Last week PlasticsEurope teamed up with EU40 - the network of young MEPs who were 40 or under 40 at the time of their election - to host a debate on youth employment at the European Parliament in Brussels.
Students from across Europe sat with MEPs, who prepared them to enter an afternoon debate with a panel of influential speakers. On the panel was Koos Richelle, the EC's Director-General for Employment, Social Affairs and Inclusion, who said that one of the issues surrounding the unemployment crisis is that "Europe is not a learning society".
Presumably, he refers to the repeated economic mistakes in recent decades which have brought us into the crisis. Can it also be said, however, that Europe still does not bestow learning and education with the value they deserve, and need?

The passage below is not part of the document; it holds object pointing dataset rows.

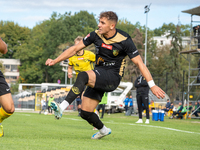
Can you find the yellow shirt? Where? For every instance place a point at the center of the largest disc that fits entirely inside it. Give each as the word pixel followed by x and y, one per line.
pixel 152 105
pixel 83 62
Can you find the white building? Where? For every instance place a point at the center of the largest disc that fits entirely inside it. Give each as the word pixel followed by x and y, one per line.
pixel 163 41
pixel 11 72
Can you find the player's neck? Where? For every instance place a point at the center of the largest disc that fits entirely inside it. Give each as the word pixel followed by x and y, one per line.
pixel 110 34
pixel 80 52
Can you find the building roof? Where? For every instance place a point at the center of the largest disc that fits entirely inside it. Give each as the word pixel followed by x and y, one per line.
pixel 193 11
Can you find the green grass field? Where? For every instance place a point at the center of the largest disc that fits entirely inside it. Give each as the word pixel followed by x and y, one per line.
pixel 25 131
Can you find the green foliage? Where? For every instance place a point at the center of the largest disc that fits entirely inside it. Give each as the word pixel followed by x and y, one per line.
pixel 185 29
pixel 14 36
pixel 34 131
pixel 14 87
pixel 43 43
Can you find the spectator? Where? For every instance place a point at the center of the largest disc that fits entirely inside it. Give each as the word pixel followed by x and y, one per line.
pixel 185 110
pixel 166 109
pixel 51 98
pixel 151 106
pixel 102 104
pixel 178 110
pixel 126 103
pixel 170 112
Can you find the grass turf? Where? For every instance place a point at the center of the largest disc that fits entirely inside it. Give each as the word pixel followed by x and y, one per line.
pixel 34 131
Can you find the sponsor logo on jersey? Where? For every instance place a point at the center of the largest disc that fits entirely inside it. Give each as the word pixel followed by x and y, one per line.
pixel 135 51
pixel 115 52
pixel 106 46
pixel 80 58
pixel 87 36
pixel 75 90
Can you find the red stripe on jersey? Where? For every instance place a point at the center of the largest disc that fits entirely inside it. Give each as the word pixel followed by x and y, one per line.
pixel 106 46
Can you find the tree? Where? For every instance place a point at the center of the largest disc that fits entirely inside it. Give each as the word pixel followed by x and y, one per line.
pixel 132 71
pixel 14 36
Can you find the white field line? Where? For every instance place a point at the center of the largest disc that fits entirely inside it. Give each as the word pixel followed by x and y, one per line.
pixel 132 124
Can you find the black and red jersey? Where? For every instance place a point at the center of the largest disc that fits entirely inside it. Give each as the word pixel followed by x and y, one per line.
pixel 111 52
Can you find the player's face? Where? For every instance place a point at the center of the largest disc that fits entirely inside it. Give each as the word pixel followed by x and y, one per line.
pixel 104 25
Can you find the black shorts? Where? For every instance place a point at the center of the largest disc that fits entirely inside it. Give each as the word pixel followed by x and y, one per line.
pixel 106 81
pixel 4 88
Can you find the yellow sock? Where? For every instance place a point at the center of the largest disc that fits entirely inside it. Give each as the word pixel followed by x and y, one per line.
pixel 3 114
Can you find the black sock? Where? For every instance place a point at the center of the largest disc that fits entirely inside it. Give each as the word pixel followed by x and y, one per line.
pixel 78 87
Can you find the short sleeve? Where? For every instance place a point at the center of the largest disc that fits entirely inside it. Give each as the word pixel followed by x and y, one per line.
pixel 92 56
pixel 89 39
pixel 70 62
pixel 130 48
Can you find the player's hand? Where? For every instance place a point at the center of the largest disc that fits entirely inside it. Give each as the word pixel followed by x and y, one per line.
pixel 50 62
pixel 158 92
pixel 70 75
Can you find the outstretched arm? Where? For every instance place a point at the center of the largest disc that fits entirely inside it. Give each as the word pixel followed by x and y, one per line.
pixel 157 91
pixel 69 70
pixel 3 47
pixel 66 54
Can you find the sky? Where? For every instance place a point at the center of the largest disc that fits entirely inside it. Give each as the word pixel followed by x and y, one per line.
pixel 28 13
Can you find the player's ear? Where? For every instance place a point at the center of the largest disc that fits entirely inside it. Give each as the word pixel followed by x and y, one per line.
pixel 112 26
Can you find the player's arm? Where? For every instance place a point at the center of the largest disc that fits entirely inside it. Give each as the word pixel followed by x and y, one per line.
pixel 66 54
pixel 3 47
pixel 145 72
pixel 69 70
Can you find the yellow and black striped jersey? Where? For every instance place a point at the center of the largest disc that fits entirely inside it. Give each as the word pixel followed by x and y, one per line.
pixel 83 62
pixel 111 52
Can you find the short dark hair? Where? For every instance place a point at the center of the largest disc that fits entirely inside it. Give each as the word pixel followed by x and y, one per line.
pixel 110 15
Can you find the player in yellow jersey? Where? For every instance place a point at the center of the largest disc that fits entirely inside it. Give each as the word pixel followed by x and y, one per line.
pixel 83 60
pixel 6 101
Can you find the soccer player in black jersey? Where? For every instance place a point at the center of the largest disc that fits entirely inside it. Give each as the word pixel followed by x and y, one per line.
pixel 112 46
pixel 6 101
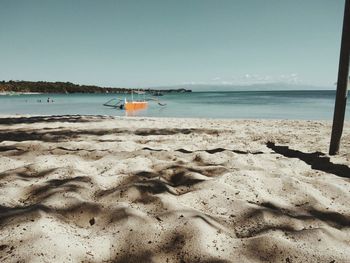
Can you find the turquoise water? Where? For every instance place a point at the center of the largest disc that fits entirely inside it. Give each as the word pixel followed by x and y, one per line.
pixel 313 105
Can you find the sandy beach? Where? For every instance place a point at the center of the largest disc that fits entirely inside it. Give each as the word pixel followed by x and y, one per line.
pixel 104 189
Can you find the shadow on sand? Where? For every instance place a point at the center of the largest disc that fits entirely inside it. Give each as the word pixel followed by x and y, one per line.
pixel 318 160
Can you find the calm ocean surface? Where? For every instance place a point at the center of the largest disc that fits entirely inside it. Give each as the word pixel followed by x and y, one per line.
pixel 313 105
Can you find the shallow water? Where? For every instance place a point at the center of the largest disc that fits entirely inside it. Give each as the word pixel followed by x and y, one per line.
pixel 313 105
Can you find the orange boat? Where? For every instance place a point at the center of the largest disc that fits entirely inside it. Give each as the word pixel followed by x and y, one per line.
pixel 135 105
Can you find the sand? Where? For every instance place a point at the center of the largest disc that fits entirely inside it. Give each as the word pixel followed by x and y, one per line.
pixel 103 189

Learning 'on the job' when you are old enough to join the workforce is simply not enough anymore. To remain globally competitive, Europe's manufacturing sector needs young, skilled staff who are ready to join a business with at least partial training, be it in engineering, design or manufacturing itself. This doesn't mean that education becomes especially 'adult'. In early years, children always learn by making - in cookery, art class, music - why should higher education be any different?

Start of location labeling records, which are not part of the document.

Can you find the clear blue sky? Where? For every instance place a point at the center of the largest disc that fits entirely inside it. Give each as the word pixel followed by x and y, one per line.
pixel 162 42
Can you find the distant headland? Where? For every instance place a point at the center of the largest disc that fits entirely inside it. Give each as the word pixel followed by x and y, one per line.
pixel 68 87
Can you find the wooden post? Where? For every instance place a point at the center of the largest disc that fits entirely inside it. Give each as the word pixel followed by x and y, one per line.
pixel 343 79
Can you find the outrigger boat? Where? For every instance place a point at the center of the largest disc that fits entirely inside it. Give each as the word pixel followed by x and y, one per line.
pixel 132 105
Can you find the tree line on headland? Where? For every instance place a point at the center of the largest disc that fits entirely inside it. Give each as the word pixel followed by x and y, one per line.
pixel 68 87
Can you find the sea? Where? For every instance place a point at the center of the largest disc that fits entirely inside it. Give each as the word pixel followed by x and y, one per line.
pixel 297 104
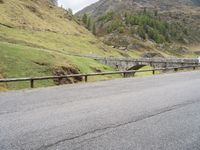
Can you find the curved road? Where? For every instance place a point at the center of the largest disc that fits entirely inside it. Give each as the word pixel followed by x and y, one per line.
pixel 151 113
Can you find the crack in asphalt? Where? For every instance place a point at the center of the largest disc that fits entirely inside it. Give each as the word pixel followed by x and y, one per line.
pixel 114 126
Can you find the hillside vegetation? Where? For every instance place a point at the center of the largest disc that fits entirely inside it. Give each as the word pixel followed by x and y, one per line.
pixel 37 38
pixel 169 26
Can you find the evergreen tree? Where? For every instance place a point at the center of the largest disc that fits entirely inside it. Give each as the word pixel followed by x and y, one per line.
pixel 94 28
pixel 89 23
pixel 85 19
pixel 70 11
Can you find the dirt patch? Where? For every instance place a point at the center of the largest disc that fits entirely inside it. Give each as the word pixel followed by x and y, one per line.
pixel 34 10
pixel 41 63
pixel 96 69
pixel 63 70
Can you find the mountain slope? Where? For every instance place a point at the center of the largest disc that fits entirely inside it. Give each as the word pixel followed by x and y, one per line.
pixel 128 23
pixel 38 38
pixel 99 8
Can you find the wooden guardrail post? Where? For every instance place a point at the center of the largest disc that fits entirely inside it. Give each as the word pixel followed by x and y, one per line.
pixel 86 78
pixel 32 83
pixel 175 69
pixel 124 75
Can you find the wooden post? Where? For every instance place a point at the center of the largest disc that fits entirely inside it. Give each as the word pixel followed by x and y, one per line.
pixel 86 78
pixel 32 83
pixel 175 69
pixel 124 75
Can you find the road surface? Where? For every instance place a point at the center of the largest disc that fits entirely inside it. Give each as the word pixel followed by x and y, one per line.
pixel 151 113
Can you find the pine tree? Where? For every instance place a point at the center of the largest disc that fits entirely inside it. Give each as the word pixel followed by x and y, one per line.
pixel 85 19
pixel 89 24
pixel 94 28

Discussion also meandered towards the notion of leaving Europe to look for work where manufacturing is booming - a choice made by thousands of young people. We now know that in Asia tremendous value is placed on learning and building skill sets in order to become world leaders in industry. As a result many sectors are now reporting that the quality of Asian exports is on the rise. Governments and education bodies there are working effectively with industry to share the responsibility of providing a useful education.

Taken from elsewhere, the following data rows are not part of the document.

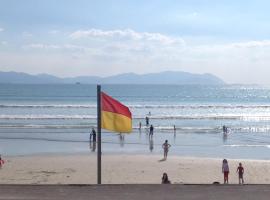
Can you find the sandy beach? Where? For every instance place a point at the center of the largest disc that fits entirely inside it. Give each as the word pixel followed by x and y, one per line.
pixel 126 169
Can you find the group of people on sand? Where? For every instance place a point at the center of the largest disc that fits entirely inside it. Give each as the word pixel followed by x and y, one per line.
pixel 165 145
pixel 225 171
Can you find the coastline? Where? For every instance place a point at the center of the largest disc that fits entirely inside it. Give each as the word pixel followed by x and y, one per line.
pixel 127 169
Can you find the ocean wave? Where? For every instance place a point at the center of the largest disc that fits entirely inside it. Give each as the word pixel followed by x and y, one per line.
pixel 247 117
pixel 229 106
pixel 248 145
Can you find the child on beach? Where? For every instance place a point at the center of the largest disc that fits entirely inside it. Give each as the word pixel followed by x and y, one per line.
pixel 93 135
pixel 166 147
pixel 1 162
pixel 240 171
pixel 225 171
pixel 165 179
pixel 151 131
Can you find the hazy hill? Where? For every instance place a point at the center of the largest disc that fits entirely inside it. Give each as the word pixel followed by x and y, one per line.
pixel 168 77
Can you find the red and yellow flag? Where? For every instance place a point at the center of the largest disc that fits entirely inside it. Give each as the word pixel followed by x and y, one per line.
pixel 114 115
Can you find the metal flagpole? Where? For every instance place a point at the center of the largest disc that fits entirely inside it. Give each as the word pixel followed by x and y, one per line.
pixel 99 134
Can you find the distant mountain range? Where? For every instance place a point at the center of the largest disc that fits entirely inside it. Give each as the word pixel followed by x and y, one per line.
pixel 167 77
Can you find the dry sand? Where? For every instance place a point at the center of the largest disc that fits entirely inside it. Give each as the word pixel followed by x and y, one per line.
pixel 81 169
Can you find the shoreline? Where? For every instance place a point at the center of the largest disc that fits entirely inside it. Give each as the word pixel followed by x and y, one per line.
pixel 127 169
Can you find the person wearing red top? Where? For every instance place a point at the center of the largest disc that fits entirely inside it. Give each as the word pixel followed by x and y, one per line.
pixel 1 162
pixel 240 171
pixel 225 170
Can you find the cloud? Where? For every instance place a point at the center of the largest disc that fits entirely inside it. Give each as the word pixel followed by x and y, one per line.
pixel 4 43
pixel 41 46
pixel 252 44
pixel 99 52
pixel 53 32
pixel 126 34
pixel 27 34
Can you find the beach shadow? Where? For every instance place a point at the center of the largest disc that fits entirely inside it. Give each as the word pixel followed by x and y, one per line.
pixel 162 160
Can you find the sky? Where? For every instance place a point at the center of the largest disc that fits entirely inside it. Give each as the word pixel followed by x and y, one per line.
pixel 230 39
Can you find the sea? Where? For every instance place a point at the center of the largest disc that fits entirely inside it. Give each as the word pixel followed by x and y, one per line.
pixel 58 118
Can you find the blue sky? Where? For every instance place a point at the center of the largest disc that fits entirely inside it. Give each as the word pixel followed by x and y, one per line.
pixel 69 38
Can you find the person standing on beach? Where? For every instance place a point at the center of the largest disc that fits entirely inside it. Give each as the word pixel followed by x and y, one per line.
pixel 1 162
pixel 240 171
pixel 151 133
pixel 147 121
pixel 225 171
pixel 166 147
pixel 165 179
pixel 93 135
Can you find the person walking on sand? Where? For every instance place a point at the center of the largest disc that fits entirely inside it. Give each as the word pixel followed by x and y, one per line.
pixel 93 135
pixel 1 162
pixel 147 121
pixel 240 171
pixel 151 133
pixel 166 147
pixel 225 171
pixel 165 179
pixel 140 126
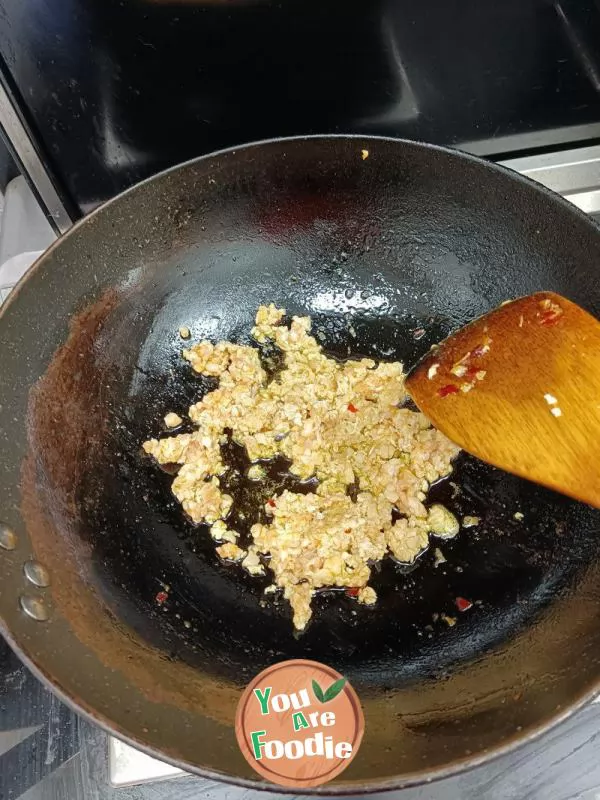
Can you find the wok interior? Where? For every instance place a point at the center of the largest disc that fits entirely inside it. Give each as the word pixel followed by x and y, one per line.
pixel 411 239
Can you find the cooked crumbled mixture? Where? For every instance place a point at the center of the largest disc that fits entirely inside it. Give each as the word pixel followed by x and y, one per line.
pixel 231 551
pixel 340 423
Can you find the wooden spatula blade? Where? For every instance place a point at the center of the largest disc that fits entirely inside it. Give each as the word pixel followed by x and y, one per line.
pixel 520 389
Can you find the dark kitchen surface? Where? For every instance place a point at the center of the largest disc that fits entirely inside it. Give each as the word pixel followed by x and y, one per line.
pixel 115 90
pixel 48 753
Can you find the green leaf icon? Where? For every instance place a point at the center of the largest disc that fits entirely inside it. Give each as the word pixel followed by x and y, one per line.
pixel 332 692
pixel 318 692
pixel 334 689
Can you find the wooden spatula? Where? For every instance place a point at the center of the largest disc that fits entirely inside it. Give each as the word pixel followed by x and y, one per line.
pixel 520 389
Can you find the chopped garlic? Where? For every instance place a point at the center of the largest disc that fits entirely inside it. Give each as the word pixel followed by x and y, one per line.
pixel 367 595
pixel 256 472
pixel 442 522
pixel 220 532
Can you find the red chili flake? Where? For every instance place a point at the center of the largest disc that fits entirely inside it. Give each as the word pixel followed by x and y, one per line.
pixel 450 388
pixel 462 604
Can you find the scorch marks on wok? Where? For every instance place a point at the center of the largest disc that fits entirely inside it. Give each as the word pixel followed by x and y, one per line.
pixel 339 423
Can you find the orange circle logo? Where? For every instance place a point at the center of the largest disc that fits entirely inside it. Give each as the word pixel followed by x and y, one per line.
pixel 299 723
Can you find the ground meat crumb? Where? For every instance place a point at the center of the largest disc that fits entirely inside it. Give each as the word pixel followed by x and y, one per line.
pixel 340 424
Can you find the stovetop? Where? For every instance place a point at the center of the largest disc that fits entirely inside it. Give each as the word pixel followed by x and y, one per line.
pixel 47 752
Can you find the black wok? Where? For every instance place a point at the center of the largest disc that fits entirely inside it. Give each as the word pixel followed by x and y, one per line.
pixel 414 237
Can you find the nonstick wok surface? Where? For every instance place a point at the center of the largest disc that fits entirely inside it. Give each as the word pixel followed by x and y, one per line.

Therein lies another predicament. What constitutes a 'useful' education? Chairing the debate was MEP Katarina Nevedalova who said that in her native Slovakia, "we face the problem of young people studying many unusual social sciences, where they obtain skills which are hardly transferable to real life situations. Most of Slovak college students expect to be unemployed after they finish their study.”
Often cruelly referred to in the UK as 'Mickey Mouse Degrees' or 'soft options', I am an advocate for 'unusual social sciences' as Ms Nevedalova puts it (with only a little more tact, I might add). Studies in 'unusual social sciences' have helped to reduce crime and poverty, cure diseases both physical and mental, and heavily contribute to the framework of society itself.
However, I take her point. The value placed on certain crucial fields of learning, such as engineering and design, seem to be unbalanced. The rewards are there for the next generation to reap - but they can't do it alone.